Regarding the Sudoku itself, the processes involved are: image acquisition (in this case a recorded video), image pre-conditioning, grid detection, digit extraction and recognition, solver and drawing the results back.
For the grid recognition part, I made a mix of several existing posts. In this case, it uses Hough lines detection and some logic filters to remove duplicates and validate the grid only if there are enough lines for each group (vertical and horizontal), they keep similar distances between them, and other restrictions so that it can decide with enough confidence if it is a Sudoku grid or not.
Once detected, it calculates the line intersections, from where we get the outer corners, calculate the perspective and unwarp it. Then for each cell, we take the inner part, detect if there is something inside, and give it to a SVM which has been previously trained with the digits HOG features (a good compromise between speed and reliability in case of printed chars)
Once we have the 'predicted' digits, they are put in an array and given to a Sudoku solver module which uses a slightly modified backtracking algorithm that I found somewhere (there's also plenty of them in internet).

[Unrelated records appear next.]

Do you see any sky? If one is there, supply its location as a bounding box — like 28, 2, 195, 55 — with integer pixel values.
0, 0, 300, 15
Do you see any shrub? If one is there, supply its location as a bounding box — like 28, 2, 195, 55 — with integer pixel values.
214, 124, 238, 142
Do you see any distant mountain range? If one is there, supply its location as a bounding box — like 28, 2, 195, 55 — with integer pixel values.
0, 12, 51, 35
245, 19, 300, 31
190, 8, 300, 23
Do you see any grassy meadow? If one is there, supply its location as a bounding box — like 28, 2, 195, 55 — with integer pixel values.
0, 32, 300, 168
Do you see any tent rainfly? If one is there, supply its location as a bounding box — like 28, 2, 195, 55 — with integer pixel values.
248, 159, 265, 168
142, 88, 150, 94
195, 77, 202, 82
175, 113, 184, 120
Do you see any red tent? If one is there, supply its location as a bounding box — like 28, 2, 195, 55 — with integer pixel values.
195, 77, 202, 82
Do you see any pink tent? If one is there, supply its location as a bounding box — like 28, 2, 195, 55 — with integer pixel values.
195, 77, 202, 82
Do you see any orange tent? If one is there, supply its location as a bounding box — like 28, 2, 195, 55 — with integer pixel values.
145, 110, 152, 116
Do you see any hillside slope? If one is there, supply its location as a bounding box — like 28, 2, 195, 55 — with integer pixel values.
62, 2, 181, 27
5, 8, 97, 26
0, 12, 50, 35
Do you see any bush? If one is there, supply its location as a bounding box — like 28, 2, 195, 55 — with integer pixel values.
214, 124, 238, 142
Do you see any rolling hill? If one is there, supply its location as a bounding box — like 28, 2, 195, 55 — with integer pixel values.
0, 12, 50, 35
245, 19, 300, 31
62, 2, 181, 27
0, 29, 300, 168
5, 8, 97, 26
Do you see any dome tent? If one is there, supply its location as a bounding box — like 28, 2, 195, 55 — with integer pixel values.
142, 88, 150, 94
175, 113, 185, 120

Since the solver can take a while, it uses a callback to notify the results. If the grid and the digits that are being detected at a given moment is still the same that has been passed to the solver, and that sudoku has been solved, it draws the solution in the cells of the unwarped image. Then we undo the unwarping and the final result is drawn.
Yes, the example uses a B4XCanvas to draw the corresponding Image to a Pane, scaling and all these things.
In order to get the B4J Image from the OCVMat, a 2-step conversion is necessary. First, the OCVMat is converted to a BufferedImage via an in-built-method of the OpenCV HighGui module, and then it is converted to a javafx.scene.image.Image via SwingFXUtils methods.
A similar process is made to get an OCVMat from an Image.